“No.” I swallow, my throat is tight, my body ceases to function as I stare at the wall. “No, I don’t want that, I don’t want to be a vegetable—the Family can’t see me like that.” Izzy can’t see me like that.
I refuse it.
“I’ll fly down in about five days,” Nikolai says in a clinical voice. “Until then, I don’t want you to think I’ve given up. I have a few leads from the other medications being used for rape victims and trauma. The molecular structure is similar, and it’s… well, it’s something rather than nothing. I want to encourage you again to prepare friends and family.”
How the hell do I prepare them when I can’t even prepare myself?
“You’ll take care of it, right?” My voice trembles. “In the end? And it won’t hurt?”
“Death”—his voice is low —“is a little like sleep. You’ll close your eyes and expect to wake up in the morning; you’ll be at peace, I promise.”
Says a man raised in war holding the weapon.
My dad won’t take it well.
My mom will be a mess.
Tears fill my eyes when I think about my younger sister.
Of King and how Valerian’s near-death almost killed King’s soul dead.
I have nobody to blame but my own body.
And fighting it just ends my life sooner.
I have no answers.
No saviors.
All I have is her. The girl wearing my white shirt, lying in that bed, waiting, not knowing that waiting just means the time goes by faster. This short time we have—it will never be enough.
I hang up the phone.
It’s how I find myself in Izzy’s room, begging, fucking pleading with my soul to hold her hand.
I sound normal.
I wish I were more drunk.
Instead, I’m experiencing hell while living.
Do I really have the heart to spend the last few days on this earth with her? Without telling her my secret? Does that make me selfish? I can’t decide. All I know is that I’m not her friend.

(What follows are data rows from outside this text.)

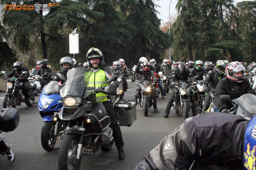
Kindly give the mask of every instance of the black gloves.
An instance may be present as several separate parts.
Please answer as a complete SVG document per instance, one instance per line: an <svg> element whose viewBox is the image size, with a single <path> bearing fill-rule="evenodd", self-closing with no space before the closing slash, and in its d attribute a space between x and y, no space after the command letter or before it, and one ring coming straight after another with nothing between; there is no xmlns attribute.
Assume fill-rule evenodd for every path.
<svg viewBox="0 0 256 170"><path fill-rule="evenodd" d="M221 111L221 113L230 113L230 111L228 109L222 109L222 110Z"/></svg>
<svg viewBox="0 0 256 170"><path fill-rule="evenodd" d="M204 91L205 92L210 92L210 90L208 87L204 87Z"/></svg>

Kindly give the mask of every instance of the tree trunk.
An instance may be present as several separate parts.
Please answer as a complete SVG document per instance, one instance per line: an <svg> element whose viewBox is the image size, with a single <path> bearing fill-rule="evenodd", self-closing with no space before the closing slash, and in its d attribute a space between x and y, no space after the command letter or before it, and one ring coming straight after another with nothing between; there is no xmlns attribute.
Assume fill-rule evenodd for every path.
<svg viewBox="0 0 256 170"><path fill-rule="evenodd" d="M44 30L44 18L43 17L43 10L39 11L39 13L42 16L41 21L42 22L42 28L40 31L41 35L41 43L42 45L42 50L43 52L43 57L44 59L47 59L47 50L46 48L46 42L45 42L45 34Z"/></svg>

I can’t be her friend anymore, not right now.
I don’t look at her as a friend.
I look at her like she’s my forever.
Her hand squeezes mine.
That’s how I fall asleep. Holding forever in my hand, wishing I could keep her in my heart, but that’s not how death will be for me.
Will I fall asleep just like this? Holding her hand and praying for a miracle? Will she wake up and notice that my heart no longer beats for her when it would do anything to stay?
A tear slides down my cheek before I can stop it. I know I look weak and drunk, but if she knew, if she really knew, I’d like to think I’m holding it together for the most part.
Usually, when people are given a countdown, they do all the things they wish they would have done, no regrets, right? They have their family surrounding them with bittersweet joy.
What would I do if I knew?
My mind immediately goes to a family story—a legend, really—about a girl who died too soon, reminding me of the song If I Die Young.
Rumor has it that all the bosses, our dads, got together one night with this girl, her name was Andi. They sang the song, and she sang it, knowing she would die. Seeing the end and braving it like the warrior she was.
Sergio doesn’t talk about her a lot—but every year, every fucking year, he goes to her grave and lays down a piece of folded paper. I can barely see the dark writing on it, but I know for a fact it’s always the same.
I asked him once what it was, asked him why he did it, assuming it was a letter of things left unsaid.
She died too soon of leukemia and was engaged to him. He smiled when he admitted how horrible he was to her. Val, his wife now, just held his hand the way I’m holding Izzy’s and says, “She’d punch you if she heard that.”
“Good.” And Sergio smiled.
Then, Val kissed him on the mouth and walked off, leaving Sergio and me to stare at the gravestone.
He smiled.
It was weird.
His mourning was to smile.
Minutes later, Val returned wearing a pair of beautiful white pearls around her neck. She had a piece of red satin wrapped around her, and she twirled toward Sergio.
It was so simple.
I had no idea what was going on.
But I felt tears in the back of my throat as they began to dance in front of her tombstone, twirling and twirling.
And when they were done, she took off her pearls and laid them to rest on the ground where he’d put the piece of paper.
“It’s all the things she wanted to do before she died,” Sergio whispered. “She did it, you know, she did them all. She was the rainbow after the storm. The fresh breeze that comes in the spring. Fallen leaves in the fall. She was here, and then she wasn’t. Her body gave up, but her spirit…” He smiled up at Val. “It won’t ever die because we won’t let it.”